# What was that bang?



## janrich (Dec 4, 2008)

I was in Alvaiazere yesterday (Friday) and about 2.30 -3pm there was a huge explosion. Friends in Ansiao told me last night they heard it there too. Anyone know what is was?


----------



## silvers (Sep 22, 2008)

Omostra dropped his wallet.


----------



## blackirishgirl (Feb 20, 2009)

Silvers...you crack me up! 

I've searched the internet and can't find anything about an explosion in Alvaiazere -curious to know if it was planned blasting of some sort. That same kind of thing happened while we were in another area a few months ago and the locals told us it was planned.
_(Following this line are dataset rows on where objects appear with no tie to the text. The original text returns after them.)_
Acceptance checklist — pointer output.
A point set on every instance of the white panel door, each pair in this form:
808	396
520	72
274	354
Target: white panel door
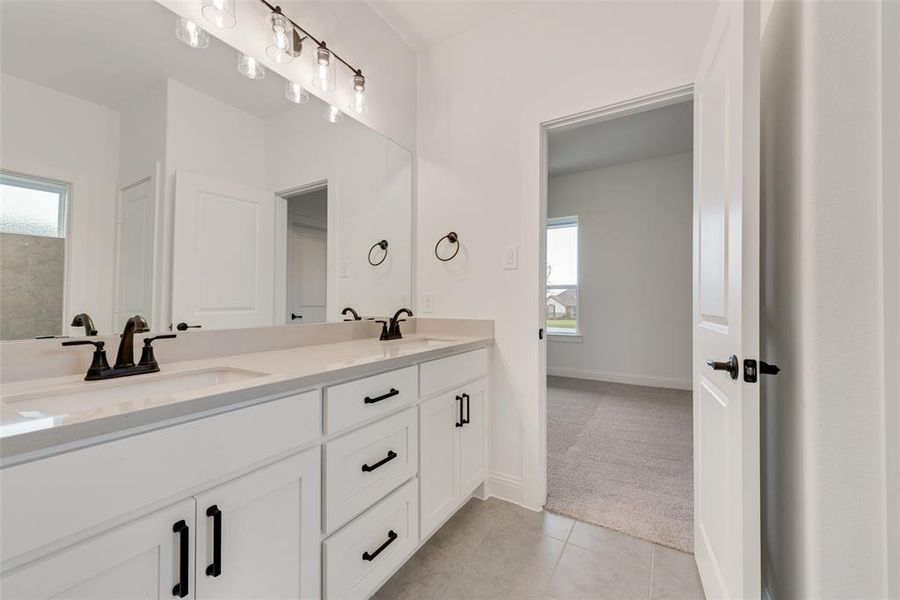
142	559
135	251
726	305
224	254
268	533
438	460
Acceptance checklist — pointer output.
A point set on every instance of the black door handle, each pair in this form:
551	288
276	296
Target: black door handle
391	394
391	456
731	366
392	535
215	569
181	588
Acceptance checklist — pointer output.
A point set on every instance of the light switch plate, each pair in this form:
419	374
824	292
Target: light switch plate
511	257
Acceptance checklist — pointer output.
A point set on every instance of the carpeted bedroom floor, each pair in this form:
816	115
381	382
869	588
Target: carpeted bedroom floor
621	456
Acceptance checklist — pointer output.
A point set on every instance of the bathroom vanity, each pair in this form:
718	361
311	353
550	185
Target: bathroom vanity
305	472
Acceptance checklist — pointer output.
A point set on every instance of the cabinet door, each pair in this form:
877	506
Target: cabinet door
142	559
268	540
438	460
472	437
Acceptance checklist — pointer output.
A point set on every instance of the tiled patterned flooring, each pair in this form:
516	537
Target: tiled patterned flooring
496	550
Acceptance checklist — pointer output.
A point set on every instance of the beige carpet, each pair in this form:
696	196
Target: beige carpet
620	456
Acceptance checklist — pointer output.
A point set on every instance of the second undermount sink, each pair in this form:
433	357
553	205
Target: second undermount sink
139	389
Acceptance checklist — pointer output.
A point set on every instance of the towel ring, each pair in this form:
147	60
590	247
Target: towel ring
383	245
453	239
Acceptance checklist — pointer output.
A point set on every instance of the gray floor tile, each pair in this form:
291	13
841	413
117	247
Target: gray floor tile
675	576
583	575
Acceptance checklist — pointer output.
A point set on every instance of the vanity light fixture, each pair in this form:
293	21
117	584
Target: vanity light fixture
219	12
190	33
250	67
295	93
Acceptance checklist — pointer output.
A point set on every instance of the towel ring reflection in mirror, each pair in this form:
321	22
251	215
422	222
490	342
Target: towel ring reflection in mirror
383	245
453	239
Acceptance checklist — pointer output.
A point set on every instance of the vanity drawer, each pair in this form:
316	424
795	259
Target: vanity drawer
364	466
358	401
446	373
360	556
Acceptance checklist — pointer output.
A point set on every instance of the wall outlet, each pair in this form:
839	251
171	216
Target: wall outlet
511	257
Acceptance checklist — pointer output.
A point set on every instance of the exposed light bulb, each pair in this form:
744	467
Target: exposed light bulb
323	75
219	12
358	102
333	114
190	33
283	48
295	93
250	67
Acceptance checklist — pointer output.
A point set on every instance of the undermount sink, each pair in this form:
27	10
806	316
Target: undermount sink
87	396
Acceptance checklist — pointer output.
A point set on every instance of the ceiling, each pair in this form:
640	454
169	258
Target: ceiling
640	136
425	23
89	49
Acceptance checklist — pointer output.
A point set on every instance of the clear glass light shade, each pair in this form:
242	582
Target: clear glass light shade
358	103
219	12
323	69
250	67
281	49
295	93
333	114
190	33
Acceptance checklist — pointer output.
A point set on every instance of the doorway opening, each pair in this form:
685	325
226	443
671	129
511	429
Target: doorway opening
306	263
617	301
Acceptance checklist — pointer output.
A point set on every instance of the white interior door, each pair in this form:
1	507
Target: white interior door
223	254
726	305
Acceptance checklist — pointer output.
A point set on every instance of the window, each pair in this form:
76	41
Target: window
30	206
562	276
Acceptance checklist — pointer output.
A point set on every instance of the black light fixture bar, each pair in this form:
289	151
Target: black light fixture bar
320	43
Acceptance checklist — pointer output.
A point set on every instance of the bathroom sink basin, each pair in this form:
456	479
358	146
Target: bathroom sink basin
139	389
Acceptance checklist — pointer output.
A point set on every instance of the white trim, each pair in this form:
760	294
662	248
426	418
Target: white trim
629	378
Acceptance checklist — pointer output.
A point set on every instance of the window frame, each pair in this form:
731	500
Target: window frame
560	223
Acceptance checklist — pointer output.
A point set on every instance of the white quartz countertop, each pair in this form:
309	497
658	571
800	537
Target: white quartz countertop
46	416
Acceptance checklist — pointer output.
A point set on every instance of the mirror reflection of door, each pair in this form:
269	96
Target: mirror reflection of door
307	240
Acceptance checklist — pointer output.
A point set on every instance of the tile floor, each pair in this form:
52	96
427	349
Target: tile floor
496	550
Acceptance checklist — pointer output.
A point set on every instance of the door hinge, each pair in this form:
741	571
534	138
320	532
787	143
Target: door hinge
752	372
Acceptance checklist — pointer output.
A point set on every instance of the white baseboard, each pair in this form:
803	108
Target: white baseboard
506	487
629	378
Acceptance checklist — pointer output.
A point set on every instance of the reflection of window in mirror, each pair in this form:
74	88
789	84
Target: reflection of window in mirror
32	256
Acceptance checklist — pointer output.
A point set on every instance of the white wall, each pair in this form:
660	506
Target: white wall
634	296
482	97
46	133
824	506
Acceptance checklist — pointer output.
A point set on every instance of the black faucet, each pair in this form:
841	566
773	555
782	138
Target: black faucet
391	330
124	366
353	312
84	320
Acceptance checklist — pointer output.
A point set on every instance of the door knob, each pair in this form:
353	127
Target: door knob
731	366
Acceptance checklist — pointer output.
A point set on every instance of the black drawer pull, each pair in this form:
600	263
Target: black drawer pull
181	588
392	535
391	456
390	394
215	569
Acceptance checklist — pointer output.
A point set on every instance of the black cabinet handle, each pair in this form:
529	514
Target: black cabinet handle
181	588
392	535
215	569
390	394
391	456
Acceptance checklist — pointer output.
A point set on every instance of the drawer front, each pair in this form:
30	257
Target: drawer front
360	556
447	373
362	467
358	401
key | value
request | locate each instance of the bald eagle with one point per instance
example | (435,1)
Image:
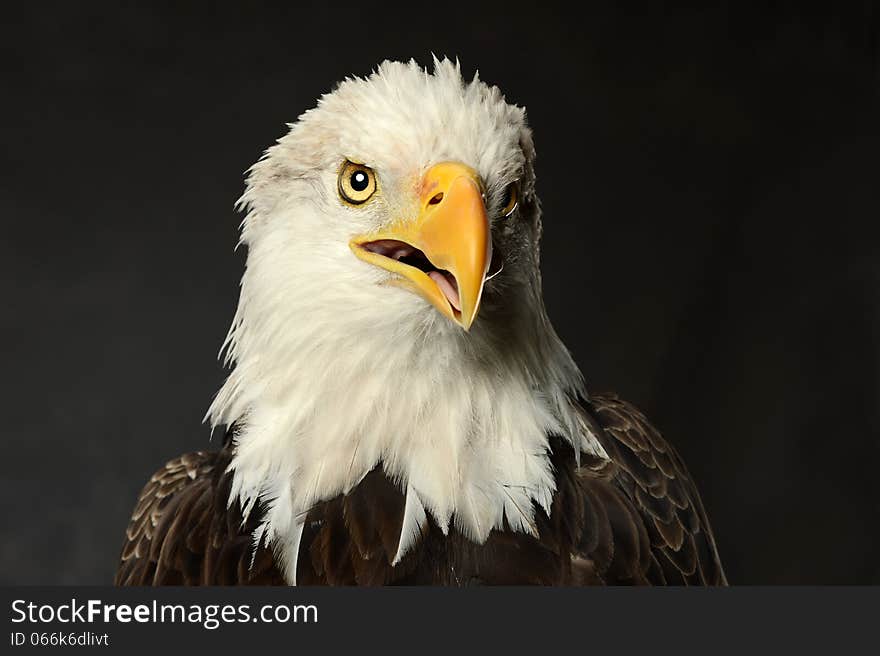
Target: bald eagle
(399,408)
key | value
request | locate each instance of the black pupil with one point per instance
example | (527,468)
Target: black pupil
(359,181)
(506,199)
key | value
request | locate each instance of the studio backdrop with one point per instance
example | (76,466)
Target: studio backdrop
(709,180)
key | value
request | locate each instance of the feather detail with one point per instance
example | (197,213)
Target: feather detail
(411,529)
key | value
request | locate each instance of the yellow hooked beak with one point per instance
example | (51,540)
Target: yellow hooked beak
(443,254)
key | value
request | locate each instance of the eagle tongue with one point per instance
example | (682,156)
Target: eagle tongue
(448,285)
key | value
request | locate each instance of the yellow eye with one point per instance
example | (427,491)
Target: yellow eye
(509,200)
(356,183)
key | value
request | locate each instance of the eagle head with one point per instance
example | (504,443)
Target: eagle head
(391,311)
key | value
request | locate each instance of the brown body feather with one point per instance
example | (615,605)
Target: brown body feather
(636,519)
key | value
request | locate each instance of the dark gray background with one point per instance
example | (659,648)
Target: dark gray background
(710,185)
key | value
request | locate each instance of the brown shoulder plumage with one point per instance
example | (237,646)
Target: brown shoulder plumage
(647,518)
(183,533)
(635,518)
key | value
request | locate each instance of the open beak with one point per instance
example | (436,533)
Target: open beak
(444,253)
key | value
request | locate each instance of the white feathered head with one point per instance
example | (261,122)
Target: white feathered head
(391,308)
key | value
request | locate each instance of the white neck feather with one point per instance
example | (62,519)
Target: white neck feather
(460,420)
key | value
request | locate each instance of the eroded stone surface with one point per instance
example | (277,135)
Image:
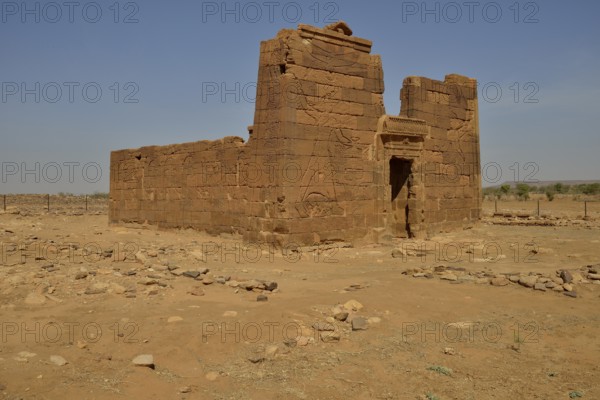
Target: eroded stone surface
(324,161)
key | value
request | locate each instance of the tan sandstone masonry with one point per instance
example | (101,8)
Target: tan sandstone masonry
(323,161)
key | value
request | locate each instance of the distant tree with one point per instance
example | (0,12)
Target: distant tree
(523,191)
(559,188)
(592,188)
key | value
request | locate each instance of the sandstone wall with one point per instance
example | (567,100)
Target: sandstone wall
(451,168)
(321,155)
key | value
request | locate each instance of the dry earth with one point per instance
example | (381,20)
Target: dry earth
(439,319)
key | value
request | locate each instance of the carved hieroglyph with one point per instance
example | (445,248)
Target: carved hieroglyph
(323,161)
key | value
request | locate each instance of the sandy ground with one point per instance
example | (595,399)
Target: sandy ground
(98,296)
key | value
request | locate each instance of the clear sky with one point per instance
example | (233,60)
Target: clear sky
(80,78)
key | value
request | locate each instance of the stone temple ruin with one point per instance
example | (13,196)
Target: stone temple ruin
(323,162)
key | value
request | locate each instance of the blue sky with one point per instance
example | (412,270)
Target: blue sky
(80,79)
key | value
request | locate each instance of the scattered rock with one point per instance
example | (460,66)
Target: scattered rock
(540,286)
(499,282)
(341,315)
(271,351)
(449,351)
(212,376)
(323,326)
(304,340)
(58,360)
(81,275)
(97,288)
(359,324)
(353,305)
(256,358)
(35,299)
(262,297)
(196,291)
(330,337)
(449,277)
(144,360)
(528,281)
(191,274)
(566,276)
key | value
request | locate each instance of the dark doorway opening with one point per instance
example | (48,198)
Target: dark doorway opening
(400,181)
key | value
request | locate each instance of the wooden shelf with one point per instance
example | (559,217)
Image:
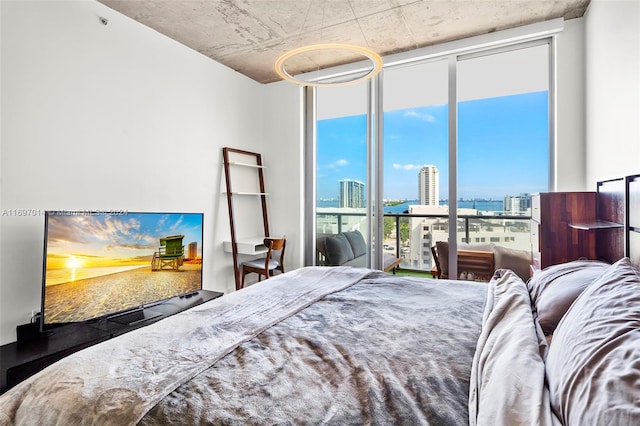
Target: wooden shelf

Seems that some kinds of construction or mining require some "big bang" help at times.


----------



## omostra06 (Sep 11, 2007)

silvers said:


> Omostra dropped his wallet.


lol....it wouldnt make that much noise, i have not been given my pocket moneyy yet...

Perhaps it was at the Quarry just out of Alvaiazere, Jan, maybe blasting some stone out.


----------



## Mr.Blueskies (Feb 24, 2009)

"He doesn't carry a wallet ! "Keeps it all in his piggy bank !


----------



## omostra06 (Sep 11, 2007)

Mr.Blueskies said:


> "He doesn't carry a wallet ! "Keeps it all in his piggy bank !



What do you mean ALL!! iam just a poor estate agent.......what i have would fit in a matchbox...


----------



## PETERFC (Apr 3, 2009)

*Reply*

Derek

Matchbox we have a new line in big matchboxs how many would you like

Peter


----------